Click here to read the original notification
RBI issues new nomination rules for Safe Deposit Lockers kept in safe custody with the banks
The Reserve Bank of India (RBI) vide its Notification No. RBI/2025-26/95 dated October 28, 2025, has issued the RBI (Nomination Facility in Deposit Accounts, Safe Deposit Lockers, and Articles Kept in Safe Custody with Banks) Directions, 2025, which will come into effect from November 01, 2025, seeking to consolidate and update existing instructions to ensure that customers are aware of, encouraged to use, and properly assisted in availing the nomination facility, thereby improving the ease of claim settlement for nominees in case of contingencies.
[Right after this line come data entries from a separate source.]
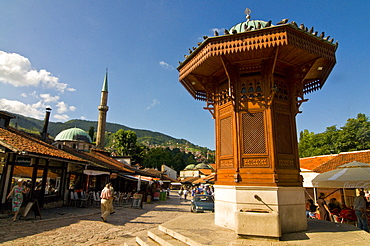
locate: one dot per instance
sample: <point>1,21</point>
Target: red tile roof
<point>208,179</point>
<point>313,162</point>
<point>343,158</point>
<point>100,159</point>
<point>206,171</point>
<point>189,180</point>
<point>18,141</point>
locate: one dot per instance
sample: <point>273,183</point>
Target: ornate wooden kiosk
<point>253,80</point>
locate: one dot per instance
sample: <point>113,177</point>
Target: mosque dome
<point>189,167</point>
<point>73,134</point>
<point>202,166</point>
<point>249,24</point>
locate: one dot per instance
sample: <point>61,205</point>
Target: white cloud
<point>36,110</point>
<point>166,65</point>
<point>63,107</point>
<point>63,117</point>
<point>154,102</point>
<point>219,30</point>
<point>16,70</point>
<point>48,98</point>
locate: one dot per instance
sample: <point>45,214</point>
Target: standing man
<point>360,210</point>
<point>111,201</point>
<point>105,202</point>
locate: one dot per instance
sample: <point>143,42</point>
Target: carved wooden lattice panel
<point>226,138</point>
<point>284,135</point>
<point>254,141</point>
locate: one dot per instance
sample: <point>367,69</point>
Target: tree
<point>124,142</point>
<point>354,135</point>
<point>91,133</point>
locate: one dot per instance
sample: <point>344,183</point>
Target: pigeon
<point>245,27</point>
<point>283,21</point>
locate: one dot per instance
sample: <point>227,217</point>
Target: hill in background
<point>146,137</point>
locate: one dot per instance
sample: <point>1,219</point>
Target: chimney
<point>44,132</point>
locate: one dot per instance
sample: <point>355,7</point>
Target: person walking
<point>181,192</point>
<point>185,192</point>
<point>17,192</point>
<point>323,208</point>
<point>105,202</point>
<point>359,205</point>
<point>112,211</point>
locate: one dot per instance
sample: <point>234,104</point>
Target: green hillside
<point>144,136</point>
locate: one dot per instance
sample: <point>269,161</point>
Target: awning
<point>95,172</point>
<point>136,178</point>
<point>142,178</point>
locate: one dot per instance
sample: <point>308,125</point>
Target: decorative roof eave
<point>21,142</point>
<point>269,37</point>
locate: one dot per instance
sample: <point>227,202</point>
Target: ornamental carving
<point>262,162</point>
<point>286,163</point>
<point>226,163</point>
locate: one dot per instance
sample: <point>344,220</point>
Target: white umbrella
<point>351,175</point>
<point>139,183</point>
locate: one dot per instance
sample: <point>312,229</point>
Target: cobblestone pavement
<point>83,226</point>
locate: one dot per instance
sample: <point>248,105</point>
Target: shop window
<point>53,182</point>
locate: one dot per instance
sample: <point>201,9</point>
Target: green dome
<point>189,167</point>
<point>73,134</point>
<point>202,166</point>
<point>249,23</point>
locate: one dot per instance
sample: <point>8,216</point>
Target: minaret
<point>103,108</point>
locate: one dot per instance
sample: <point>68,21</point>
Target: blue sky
<point>55,53</point>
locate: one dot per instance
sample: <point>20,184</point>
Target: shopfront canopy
<point>351,175</point>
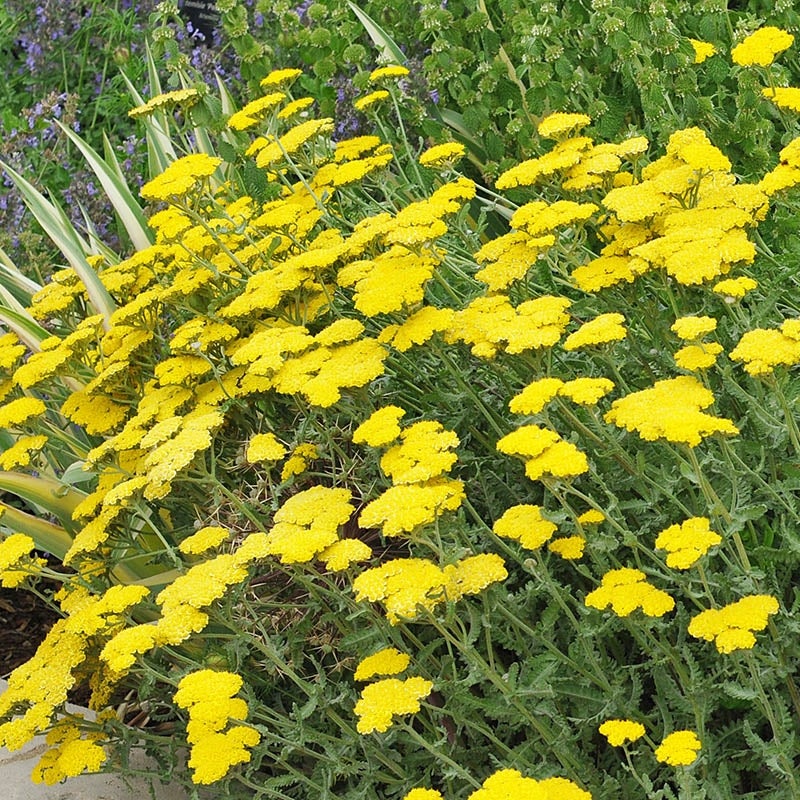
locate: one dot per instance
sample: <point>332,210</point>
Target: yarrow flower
<point>731,627</point>
<point>389,661</point>
<point>380,428</point>
<point>371,99</point>
<point>525,524</point>
<point>180,177</point>
<point>441,155</point>
<point>679,749</point>
<point>687,542</point>
<point>510,783</point>
<point>784,96</point>
<point>554,125</point>
<point>763,349</point>
<point>760,48</point>
<point>570,548</point>
<point>671,409</point>
<point>390,71</point>
<point>702,50</point>
<point>619,731</point>
<point>383,700</point>
<point>627,589</point>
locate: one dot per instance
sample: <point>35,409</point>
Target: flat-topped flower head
<point>556,125</point>
<point>702,50</point>
<point>687,542</point>
<point>620,731</point>
<point>679,749</point>
<point>180,177</point>
<point>731,627</point>
<point>510,783</point>
<point>380,428</point>
<point>760,48</point>
<point>383,700</point>
<point>441,155</point>
<point>627,589</point>
<point>525,524</point>
<point>733,289</point>
<point>280,78</point>
<point>388,72</point>
<point>671,409</point>
<point>389,661</point>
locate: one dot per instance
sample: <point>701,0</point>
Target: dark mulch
<point>24,622</point>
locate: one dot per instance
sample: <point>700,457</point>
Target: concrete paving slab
<point>16,784</point>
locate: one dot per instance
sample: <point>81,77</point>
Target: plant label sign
<point>203,16</point>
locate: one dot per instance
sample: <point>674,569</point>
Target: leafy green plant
<point>402,486</point>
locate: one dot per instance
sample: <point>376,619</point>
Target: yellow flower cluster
<point>619,731</point>
<point>688,542</point>
<point>216,744</point>
<point>421,491</point>
<point>627,589</point>
<point>404,585</point>
<point>671,409</point>
<point>389,661</point>
<point>507,783</point>
<point>679,749</point>
<point>525,524</point>
<point>383,700</point>
<point>38,689</point>
<point>702,50</point>
<point>731,627</point>
<point>70,754</point>
<point>16,563</point>
<point>181,177</point>
<point>760,48</point>
<point>308,523</point>
<point>545,453</point>
<point>763,349</point>
<point>577,161</point>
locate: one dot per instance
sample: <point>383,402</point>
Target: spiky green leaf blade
<point>49,494</point>
<point>63,234</point>
<point>49,538</point>
<point>379,36</point>
<point>160,151</point>
<point>117,191</point>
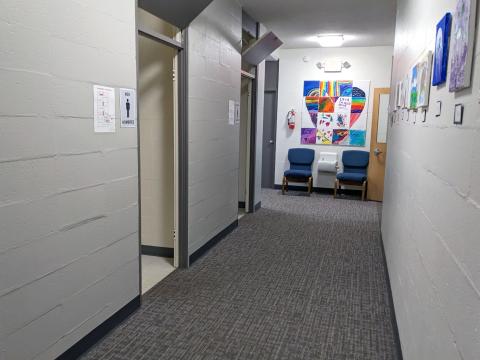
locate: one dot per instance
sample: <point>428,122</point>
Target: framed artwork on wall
<point>458,115</point>
<point>462,44</point>
<point>442,40</point>
<point>424,73</point>
<point>413,88</point>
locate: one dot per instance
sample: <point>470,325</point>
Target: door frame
<point>377,93</point>
<point>249,166</point>
<point>275,123</point>
<point>181,259</point>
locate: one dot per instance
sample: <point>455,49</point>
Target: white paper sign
<point>231,112</point>
<point>103,109</point>
<point>128,108</point>
<point>237,112</point>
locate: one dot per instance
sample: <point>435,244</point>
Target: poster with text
<point>103,109</point>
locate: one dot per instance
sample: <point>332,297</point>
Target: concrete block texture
<point>214,65</point>
<point>431,213</point>
<point>68,196</point>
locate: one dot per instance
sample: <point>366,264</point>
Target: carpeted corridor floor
<point>303,278</point>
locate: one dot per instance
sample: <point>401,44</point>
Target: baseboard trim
<point>157,251</point>
<point>83,345</point>
<point>393,316</point>
<point>212,242</point>
<point>319,190</point>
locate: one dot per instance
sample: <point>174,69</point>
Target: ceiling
<point>296,22</point>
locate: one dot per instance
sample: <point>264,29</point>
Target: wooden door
<point>378,144</point>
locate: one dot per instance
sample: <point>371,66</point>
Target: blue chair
<point>301,161</point>
<point>355,164</point>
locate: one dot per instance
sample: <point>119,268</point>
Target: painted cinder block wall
<point>431,213</point>
<point>214,65</point>
<point>68,196</point>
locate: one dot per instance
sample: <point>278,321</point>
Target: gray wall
<point>214,78</point>
<point>68,196</point>
<point>431,216</point>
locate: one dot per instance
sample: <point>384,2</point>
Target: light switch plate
<point>438,108</point>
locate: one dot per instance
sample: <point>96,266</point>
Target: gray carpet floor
<point>303,278</point>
These Directions apply to all scheduled commercial banks, including small finance banks, payments banks, and regional rural banks, mandating them to offer and publicize the nomination facility for deposit accounts, safe deposit lockers, and safe custody articles to simplify claims settlement upon a customer’s death. Banks must explicitly inform customers about the facility’s benefits and secure a written declaration from those who choose not to nominate.
As per the directions, at the time of account opening or locker allotment, banks must inform customers about the availability, the purpose, and the benefits of the nomination facility. However, if a customer chooses not to avail of the nomination facility, the bank must obtain a written declaration from the customer to that effect before proceeding with account opening or locker allotment, and this refusal cannot be a ground for refusing to open an account.
Further, the banks must devise proper systems to acknowledge the receipt of duly completed forms relating to registration of nomination, cancellation, and/or variation of nomination. Such acknowledgements should be issued promptly and systematically, ensuring an auditable record for both the bank and the customer. It comes with a caveat that, before issuing the acknowledgement, banks must verify and confirm that the nomination is made in accordance with the relevant provisions of the Banking Regulation Act, RBI guidelines, and the applicable Nomination Rules.
Banks are also required to widely publicise the benefits of the nomination facility by printing informative messages on cheque books, passbooks, deposit receipts, and other customer-facing materials; displaying guidance posters at branches; and conducting periodic awareness campaigns through digital and offline channels. The Banks are also directed to ensure complete system readiness and staff training before November 01, 2025, to comply with the new procedural requirements.